"Are they all yours?"
Looking up from my bag of tomatoes, I see a lady in the produce aisle pointing at my children.
When I answer that yes, all 6 of them belong to me, she laughs, "Well, God bless ya, honey!"
I'm not sure if that's a compliment or an insult or simply the equivalent of crossing yourself in a spooky graveyard late at night, but I smile politely and move on toward the bagged lettuce.
"You have your hands full!" observes the cashier at the register, scanning my fifth gallon of milk.
I sure do. After I pay for my groceries with the toddler on my hip furiously trying to push all the buttons on the credit card reader, I have to use two carts just to get the food out to the car.
"Just wait until they're teenagers," a guy in the parking lot says, stopping to watch my brood file past.
Indignation starts to well up inside me, because my kids are going to be just as delightful when they're teenagers thankyouverymuch, but he's gone before I can even think of anything to say.
This is par for the course when I take all 6 kids to the grocery store. Or anywhere, really.
Our culture has a framework that is pretty strict when it comes to the number of people in your family:
One child is okay, but kids need a sibling. We won't say anything if you stop there (that's a lie, we will,) but you really should have a second.
Two kids? Great! Your family is perfect. Pass 'Go' and collect $200. Bonus points if you managed to score exactly one boy and one girl.
Three kids is pushing it but we're willing to humor you, especially if you already have two of the same gender. But seriously, this is the last one, right?
Four kids means that (a) the youngest was probably an accident and (b) you are definitely done now. Because nobody in their right mind has five kids.
For a society that preaches the gospel of "you do you," people sure can be critical when "you" don't happen to be doing the same thing as everybody else.
If you have a big family and you're feeling drained by other peoples' negativity, I have three suggestions for you.
1. Try to take it in stride.
Give people the benefit of the doubt, because most of them probably aren't trying to be rude. They just don't realize you've been hearing it all day long and that you just want to buy your groceries without feeling like you may as well be throwing candy from atop a parade float.
Some people might be negative because in their mind children are just loud and expensive, but if you respond positively it could show them that not all people feel that way. Above all, remember that if someone is deliberately insulting it reflects on them, not you. Just laugh it off and enjoy your family.

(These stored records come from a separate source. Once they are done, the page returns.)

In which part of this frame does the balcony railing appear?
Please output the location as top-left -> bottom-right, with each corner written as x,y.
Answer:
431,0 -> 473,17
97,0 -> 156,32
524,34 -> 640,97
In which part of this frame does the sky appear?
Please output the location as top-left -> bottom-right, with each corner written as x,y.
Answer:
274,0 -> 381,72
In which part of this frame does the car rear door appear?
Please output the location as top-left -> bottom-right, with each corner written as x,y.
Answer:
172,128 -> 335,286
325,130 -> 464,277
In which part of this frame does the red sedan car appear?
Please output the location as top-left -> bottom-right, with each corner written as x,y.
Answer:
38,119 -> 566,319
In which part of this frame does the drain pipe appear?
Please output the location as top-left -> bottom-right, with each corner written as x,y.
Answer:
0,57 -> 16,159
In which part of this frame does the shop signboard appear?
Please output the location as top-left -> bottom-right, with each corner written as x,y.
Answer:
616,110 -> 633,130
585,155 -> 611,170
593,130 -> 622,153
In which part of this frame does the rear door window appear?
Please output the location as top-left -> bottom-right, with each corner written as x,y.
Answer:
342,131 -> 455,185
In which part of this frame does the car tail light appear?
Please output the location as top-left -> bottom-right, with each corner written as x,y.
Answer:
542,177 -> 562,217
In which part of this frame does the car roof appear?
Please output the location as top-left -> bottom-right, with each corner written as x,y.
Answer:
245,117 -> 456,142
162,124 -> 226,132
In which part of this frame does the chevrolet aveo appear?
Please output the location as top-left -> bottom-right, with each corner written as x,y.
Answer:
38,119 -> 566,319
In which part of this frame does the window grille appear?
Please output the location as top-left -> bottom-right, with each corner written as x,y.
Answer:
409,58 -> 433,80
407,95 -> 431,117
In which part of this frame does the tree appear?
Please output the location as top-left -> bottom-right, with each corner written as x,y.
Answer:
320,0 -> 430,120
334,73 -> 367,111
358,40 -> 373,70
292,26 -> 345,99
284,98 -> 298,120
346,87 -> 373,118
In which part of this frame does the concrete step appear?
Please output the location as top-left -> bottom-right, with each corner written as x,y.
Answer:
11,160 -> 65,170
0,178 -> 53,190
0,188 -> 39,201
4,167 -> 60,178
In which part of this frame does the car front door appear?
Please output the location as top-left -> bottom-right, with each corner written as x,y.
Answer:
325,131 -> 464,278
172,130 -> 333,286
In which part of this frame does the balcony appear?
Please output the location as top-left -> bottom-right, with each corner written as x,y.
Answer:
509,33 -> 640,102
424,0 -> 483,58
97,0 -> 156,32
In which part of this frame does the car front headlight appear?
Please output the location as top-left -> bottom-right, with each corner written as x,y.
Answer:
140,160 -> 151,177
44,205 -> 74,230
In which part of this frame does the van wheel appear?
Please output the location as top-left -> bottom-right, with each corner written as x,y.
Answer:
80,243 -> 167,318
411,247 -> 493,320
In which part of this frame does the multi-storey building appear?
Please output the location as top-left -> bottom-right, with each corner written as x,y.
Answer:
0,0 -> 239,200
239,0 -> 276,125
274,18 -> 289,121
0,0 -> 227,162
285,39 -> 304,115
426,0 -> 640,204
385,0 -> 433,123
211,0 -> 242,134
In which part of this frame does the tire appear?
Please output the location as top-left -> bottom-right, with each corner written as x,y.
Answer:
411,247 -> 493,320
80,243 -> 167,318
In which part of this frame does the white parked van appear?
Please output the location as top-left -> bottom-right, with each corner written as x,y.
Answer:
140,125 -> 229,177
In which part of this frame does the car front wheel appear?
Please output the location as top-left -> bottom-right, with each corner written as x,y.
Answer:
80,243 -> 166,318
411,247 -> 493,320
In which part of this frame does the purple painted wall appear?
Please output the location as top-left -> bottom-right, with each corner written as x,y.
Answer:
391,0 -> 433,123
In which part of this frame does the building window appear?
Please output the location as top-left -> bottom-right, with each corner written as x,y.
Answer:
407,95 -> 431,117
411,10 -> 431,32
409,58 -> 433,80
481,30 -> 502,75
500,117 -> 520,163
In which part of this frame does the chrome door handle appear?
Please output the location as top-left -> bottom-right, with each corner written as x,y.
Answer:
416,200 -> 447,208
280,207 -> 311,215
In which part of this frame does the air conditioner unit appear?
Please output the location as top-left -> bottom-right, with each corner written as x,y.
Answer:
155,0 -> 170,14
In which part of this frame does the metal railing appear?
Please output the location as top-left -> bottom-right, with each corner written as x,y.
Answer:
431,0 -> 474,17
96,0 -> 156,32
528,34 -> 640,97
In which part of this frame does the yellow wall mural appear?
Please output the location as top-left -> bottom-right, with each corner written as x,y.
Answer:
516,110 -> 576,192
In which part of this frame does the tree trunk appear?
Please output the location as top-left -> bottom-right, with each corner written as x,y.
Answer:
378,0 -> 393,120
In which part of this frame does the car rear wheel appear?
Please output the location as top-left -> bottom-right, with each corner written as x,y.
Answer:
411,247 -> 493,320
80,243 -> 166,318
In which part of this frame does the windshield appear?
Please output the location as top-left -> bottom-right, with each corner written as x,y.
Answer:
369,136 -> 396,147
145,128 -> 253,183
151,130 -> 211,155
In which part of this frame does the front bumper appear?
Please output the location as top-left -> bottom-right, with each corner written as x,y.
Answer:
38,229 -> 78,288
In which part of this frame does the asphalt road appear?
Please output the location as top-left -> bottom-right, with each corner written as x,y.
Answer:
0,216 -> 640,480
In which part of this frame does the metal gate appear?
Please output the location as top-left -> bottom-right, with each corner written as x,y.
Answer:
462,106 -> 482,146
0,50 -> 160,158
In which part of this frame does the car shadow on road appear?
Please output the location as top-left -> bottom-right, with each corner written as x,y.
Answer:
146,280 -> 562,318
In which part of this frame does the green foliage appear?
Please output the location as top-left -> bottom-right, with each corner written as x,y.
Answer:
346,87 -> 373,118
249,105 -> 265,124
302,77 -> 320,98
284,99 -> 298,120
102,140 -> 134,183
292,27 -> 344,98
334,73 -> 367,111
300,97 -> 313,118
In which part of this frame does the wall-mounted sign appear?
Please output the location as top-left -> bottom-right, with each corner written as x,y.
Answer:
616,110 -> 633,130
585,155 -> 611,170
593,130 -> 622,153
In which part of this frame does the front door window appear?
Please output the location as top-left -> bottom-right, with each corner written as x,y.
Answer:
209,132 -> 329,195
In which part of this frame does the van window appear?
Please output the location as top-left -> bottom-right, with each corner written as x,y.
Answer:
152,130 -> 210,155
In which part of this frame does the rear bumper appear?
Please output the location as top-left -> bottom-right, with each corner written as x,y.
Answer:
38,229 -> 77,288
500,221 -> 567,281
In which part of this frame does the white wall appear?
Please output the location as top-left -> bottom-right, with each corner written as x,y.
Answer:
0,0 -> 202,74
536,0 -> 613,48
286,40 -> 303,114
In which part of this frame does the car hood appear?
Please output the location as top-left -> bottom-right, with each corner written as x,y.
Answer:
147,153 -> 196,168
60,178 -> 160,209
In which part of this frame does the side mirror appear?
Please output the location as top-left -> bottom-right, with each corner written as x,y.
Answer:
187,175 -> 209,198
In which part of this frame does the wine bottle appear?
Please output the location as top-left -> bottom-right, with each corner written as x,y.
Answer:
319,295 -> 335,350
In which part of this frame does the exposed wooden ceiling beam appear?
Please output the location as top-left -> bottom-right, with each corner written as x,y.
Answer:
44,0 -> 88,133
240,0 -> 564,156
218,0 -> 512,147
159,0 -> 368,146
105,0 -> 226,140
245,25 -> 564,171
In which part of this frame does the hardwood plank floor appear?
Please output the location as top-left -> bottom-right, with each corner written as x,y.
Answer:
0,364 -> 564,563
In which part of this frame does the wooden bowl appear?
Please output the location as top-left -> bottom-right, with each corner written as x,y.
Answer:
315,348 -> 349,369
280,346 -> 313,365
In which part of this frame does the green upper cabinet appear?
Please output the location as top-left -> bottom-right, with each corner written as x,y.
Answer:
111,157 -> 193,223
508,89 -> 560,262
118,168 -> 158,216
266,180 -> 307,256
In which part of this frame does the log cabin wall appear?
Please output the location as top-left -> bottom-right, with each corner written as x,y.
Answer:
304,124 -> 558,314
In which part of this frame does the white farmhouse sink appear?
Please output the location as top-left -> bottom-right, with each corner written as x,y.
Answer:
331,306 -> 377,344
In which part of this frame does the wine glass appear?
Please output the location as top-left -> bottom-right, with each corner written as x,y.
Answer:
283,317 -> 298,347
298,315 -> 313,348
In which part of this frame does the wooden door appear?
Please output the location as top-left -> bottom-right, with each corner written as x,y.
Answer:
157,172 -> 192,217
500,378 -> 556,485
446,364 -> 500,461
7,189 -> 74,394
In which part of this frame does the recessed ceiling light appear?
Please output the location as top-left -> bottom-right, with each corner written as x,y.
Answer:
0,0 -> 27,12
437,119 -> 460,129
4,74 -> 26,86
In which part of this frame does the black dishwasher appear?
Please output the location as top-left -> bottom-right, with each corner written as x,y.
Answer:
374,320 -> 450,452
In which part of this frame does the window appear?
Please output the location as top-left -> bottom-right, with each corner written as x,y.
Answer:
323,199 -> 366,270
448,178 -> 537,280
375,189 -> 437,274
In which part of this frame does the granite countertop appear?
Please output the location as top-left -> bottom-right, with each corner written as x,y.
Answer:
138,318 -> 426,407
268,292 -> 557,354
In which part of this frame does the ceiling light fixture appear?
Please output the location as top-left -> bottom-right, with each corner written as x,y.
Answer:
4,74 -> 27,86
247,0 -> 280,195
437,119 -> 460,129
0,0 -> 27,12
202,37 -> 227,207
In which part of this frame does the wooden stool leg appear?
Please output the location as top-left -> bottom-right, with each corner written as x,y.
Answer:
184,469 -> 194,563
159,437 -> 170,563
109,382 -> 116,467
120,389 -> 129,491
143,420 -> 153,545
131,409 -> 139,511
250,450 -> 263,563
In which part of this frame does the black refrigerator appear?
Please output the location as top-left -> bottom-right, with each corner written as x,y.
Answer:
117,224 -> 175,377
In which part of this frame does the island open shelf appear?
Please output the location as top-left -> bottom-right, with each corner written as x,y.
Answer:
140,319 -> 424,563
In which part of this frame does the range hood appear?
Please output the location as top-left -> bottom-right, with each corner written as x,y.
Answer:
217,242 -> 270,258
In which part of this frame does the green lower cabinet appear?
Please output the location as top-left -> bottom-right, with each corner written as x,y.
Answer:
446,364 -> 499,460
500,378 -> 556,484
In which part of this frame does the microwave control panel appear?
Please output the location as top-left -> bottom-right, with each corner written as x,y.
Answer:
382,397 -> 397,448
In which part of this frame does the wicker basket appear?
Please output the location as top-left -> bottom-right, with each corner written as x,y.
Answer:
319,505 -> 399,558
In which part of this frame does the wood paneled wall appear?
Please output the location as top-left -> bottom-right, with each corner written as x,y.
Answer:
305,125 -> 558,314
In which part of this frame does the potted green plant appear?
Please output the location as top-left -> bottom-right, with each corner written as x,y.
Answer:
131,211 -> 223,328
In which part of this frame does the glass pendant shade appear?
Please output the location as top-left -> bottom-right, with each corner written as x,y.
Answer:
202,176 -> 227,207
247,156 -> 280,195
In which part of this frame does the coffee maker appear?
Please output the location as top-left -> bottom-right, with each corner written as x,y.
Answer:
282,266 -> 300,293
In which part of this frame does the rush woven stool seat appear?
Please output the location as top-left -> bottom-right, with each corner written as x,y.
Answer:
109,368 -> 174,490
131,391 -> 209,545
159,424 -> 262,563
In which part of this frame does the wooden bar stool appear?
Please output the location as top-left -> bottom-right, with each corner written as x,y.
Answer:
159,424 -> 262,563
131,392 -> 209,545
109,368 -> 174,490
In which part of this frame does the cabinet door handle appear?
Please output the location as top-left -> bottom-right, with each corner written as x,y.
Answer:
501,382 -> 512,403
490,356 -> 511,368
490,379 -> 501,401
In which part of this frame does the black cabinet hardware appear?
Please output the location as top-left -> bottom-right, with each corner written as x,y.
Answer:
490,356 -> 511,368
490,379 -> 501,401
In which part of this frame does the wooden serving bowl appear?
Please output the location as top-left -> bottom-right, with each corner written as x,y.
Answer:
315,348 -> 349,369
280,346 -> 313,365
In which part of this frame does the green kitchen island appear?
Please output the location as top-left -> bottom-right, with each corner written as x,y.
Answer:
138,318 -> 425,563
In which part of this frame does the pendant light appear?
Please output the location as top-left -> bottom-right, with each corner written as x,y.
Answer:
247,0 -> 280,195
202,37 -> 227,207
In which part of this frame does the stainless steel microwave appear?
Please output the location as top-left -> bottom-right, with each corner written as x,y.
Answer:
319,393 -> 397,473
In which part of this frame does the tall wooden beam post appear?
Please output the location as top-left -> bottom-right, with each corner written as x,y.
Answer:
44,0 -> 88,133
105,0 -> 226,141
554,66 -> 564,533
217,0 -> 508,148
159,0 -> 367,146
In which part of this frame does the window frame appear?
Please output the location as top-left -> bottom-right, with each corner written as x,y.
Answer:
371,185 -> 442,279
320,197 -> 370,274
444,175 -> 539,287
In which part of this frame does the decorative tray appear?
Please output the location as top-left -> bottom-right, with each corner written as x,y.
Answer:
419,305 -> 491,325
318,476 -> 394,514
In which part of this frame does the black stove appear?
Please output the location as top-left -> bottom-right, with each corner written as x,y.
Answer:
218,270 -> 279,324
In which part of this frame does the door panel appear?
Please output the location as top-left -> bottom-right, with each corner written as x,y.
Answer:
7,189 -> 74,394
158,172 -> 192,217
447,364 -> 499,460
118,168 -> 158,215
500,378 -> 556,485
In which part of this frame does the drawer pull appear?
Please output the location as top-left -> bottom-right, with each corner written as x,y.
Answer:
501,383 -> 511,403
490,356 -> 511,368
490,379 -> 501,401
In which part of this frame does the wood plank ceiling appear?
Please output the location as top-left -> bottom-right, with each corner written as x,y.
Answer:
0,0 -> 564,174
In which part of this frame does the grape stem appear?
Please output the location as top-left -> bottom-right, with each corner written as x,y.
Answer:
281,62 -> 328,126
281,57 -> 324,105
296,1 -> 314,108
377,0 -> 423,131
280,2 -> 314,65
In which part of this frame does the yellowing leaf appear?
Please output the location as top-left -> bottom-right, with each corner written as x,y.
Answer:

2. Find other big families.
At a mall playplace once with my three youngest, I struck up a conversation with a dad with three similarly-aged children. You should have seen us when we discovered we both had older kids at home. We may have exchanged matching necklaces that said BEST FRIENDS on complementary half-heart shapes. We were pretty excited.
3. If all else fails...
Interestingly enough, I found myself on the brunt end of more negative comments when I had 5 kids than I do now that I have 6.
I have a few theories about this. Maybe it's just harder now for strangers to reach me through the swirling mass of children, or maybe they've all collectively abandoned their efforts to talk sense into me after I went off the deep end and had a sixth baby.
Either way, if you're getting a lot of negativity you could always have one or two more and see what happens.